According to the British Association of Urological Surgeons, erectile dysfunction becomes increasingly common with age and affects 50-55% of men aged between 40 and 70 years old. There’s also not one singular cause of impotence. The condition could be caused by several factors, including underlying health conditions, lifestyle, psychological issues, and as a side effect of many medications.

ED is also commonly associated with high blood pressure as it can damage the artery walls, causing them to harden and narrow, ultimately reducing blood flow to the penis. But, instead of reaching for Viagra or Spanish flies like the Ancient Greeks, studies have identified a much easier preventative measure: a Mediterranean diet.

Studies show a Mediterranean diet could lower blood pressure

Research was recently presented at the European Society of Cardiology (ESC) Congress 2021, supporting claims that the Mediterranean diet could improve blood pressure and cardiovascular health, reducing the risks of ED.

Author of the study Athanasios Angelis explained in a statement: ‘In our study, consuming a Mediterranean diet was linked with better exercise capacity, healthier arteries and blood flow, higher testosterone levels, and better erectile performance.’

It seems plausible that this dietary pattern may improve fitness and erectile performance by enhancing function of the blood vessels and limiting the fall in testosterone that occurs in midlife.

The Mediterranean diet is full of healthy fats like nuts and olive oil, fruit vegetables, whole grains, fish and a limited amount of dairy and red meats. Previous studies have also linked the diet to a reduced risk of diabetes and an increased life span with few adverse health effects.

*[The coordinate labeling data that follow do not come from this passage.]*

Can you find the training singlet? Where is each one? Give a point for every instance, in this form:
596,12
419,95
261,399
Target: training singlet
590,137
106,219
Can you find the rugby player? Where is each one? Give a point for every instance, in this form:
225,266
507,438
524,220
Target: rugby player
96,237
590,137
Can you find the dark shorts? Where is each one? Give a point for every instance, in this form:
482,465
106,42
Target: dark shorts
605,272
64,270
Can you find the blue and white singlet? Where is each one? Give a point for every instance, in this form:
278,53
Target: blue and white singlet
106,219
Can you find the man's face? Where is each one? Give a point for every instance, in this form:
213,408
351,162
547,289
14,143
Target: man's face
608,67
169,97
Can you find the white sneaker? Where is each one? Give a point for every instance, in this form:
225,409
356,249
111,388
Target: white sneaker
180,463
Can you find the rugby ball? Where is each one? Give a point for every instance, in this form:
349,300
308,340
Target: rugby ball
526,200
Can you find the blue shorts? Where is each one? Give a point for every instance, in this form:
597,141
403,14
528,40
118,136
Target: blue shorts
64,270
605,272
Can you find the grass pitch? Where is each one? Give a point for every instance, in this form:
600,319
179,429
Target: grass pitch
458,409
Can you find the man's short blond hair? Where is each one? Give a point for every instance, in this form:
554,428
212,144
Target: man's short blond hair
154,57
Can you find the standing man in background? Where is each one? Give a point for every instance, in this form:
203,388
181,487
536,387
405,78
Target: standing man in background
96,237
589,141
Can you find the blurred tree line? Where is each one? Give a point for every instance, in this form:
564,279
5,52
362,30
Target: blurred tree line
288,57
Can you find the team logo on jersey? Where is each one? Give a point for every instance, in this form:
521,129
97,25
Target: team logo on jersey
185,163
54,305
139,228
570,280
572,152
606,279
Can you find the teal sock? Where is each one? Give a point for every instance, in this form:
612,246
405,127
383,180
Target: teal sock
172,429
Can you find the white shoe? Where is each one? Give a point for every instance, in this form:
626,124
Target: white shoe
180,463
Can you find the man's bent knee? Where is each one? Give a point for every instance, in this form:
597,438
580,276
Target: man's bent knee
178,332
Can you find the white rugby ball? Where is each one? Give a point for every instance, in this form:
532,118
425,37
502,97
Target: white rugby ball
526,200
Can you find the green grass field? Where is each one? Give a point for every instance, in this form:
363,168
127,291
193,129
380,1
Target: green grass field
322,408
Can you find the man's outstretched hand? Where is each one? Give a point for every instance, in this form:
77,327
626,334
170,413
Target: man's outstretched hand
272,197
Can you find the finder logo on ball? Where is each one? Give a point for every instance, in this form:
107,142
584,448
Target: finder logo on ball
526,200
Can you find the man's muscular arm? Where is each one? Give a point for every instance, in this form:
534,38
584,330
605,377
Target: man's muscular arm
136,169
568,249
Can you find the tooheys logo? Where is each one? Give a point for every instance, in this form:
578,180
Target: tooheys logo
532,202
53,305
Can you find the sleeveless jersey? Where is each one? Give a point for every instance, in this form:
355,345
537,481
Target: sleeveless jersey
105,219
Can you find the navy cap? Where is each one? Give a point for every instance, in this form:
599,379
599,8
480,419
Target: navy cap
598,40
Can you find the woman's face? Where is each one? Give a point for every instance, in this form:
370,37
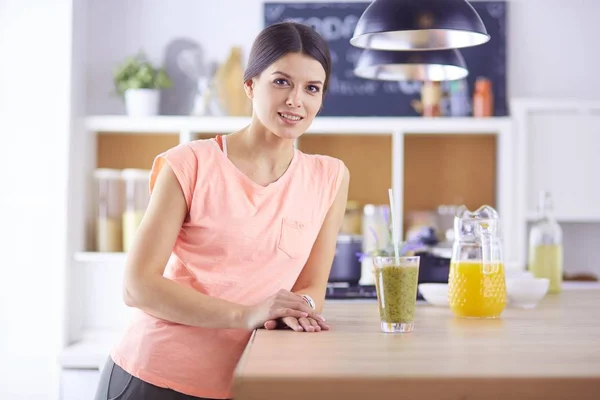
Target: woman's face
287,95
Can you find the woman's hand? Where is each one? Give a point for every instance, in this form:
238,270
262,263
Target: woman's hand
280,305
306,324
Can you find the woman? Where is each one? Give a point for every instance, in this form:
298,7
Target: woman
240,234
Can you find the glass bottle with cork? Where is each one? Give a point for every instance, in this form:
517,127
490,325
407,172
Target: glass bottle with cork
546,245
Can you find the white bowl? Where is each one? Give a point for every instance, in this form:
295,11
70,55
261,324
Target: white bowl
435,293
517,273
526,292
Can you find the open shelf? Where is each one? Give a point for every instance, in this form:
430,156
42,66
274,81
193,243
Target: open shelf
321,125
98,257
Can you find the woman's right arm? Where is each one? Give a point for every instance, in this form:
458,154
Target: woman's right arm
145,287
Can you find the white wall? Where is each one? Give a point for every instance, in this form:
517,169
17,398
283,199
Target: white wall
549,51
35,102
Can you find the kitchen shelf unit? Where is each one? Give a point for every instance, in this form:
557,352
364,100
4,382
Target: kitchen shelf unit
394,132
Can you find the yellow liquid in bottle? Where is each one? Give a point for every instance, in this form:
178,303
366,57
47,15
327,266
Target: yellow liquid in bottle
473,293
546,261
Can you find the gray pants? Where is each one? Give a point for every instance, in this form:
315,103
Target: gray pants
117,384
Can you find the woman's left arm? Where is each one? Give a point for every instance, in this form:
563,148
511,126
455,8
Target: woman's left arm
315,274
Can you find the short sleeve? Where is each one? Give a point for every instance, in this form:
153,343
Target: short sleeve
184,163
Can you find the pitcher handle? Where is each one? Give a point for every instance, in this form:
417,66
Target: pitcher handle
486,248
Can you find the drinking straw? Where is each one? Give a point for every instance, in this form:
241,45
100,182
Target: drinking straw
395,226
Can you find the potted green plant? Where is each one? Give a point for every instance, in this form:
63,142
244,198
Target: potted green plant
140,82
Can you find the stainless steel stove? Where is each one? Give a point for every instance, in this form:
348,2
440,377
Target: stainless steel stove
344,291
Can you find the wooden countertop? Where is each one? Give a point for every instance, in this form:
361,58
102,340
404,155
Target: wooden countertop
550,352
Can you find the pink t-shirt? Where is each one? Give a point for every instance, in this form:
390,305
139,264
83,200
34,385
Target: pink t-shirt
241,242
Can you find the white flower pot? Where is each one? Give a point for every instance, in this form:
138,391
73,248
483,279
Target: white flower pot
142,102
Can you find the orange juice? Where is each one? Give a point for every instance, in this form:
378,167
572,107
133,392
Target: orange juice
473,293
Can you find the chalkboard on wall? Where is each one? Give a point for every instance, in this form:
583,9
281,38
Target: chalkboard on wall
350,95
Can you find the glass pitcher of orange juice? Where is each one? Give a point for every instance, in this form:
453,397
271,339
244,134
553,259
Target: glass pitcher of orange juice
476,284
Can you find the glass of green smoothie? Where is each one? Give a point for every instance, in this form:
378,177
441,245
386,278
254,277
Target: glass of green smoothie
396,281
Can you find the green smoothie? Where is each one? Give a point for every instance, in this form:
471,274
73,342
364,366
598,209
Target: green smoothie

The study, published in the European Society of Cardiology, involved 250 middle-aged men with both erectile dysfunction and high blood pressure. Researchers analysed subjects for diet, exercise capacity, testosterone, vascular health and the intensity of their erectile dysfunction.

Results showed that sticking to a Mediterranean diet was associated with better blood flow, higher testosterone levels, fewer instances of erectile dysfunction and reduced severity of the condition.

Angelis continued: ‘The findings suggest that the Mediterranean diet could play a role in maintaining several parameters of vascular health and quality of life and in middle-aged men with hypertension and erectile dysfunction.’

If you have erectile dysfunction, don’t hesitate to see a doctor

While the study shows promising results, it should also be taken with a grain of salt as it showed just a correlation between diet and erectile dysfunction, not necessarily a causal link.

Taking on a healthier diet and exercising regularly is good for your health regardless. But remember, erectile dysfunction isn’t exclusive to blood pressure and can be caused by a whole range of ailments. So, if you believe you may be suffering from impotence, then it’s best to book an appointment with your healthcare provider to narrow down any concerns.

Pop culture has continuously ridiculed men for issues with their downstairs, so much so that 44% of men with ED over 40 neglect to seek medical treatment. Often ED concerns can even spill over and affect both mental health and relationships. However, erectile dysfunction is common and can be a helpful indicator of a larger issue. Not to mention it’s often treatable.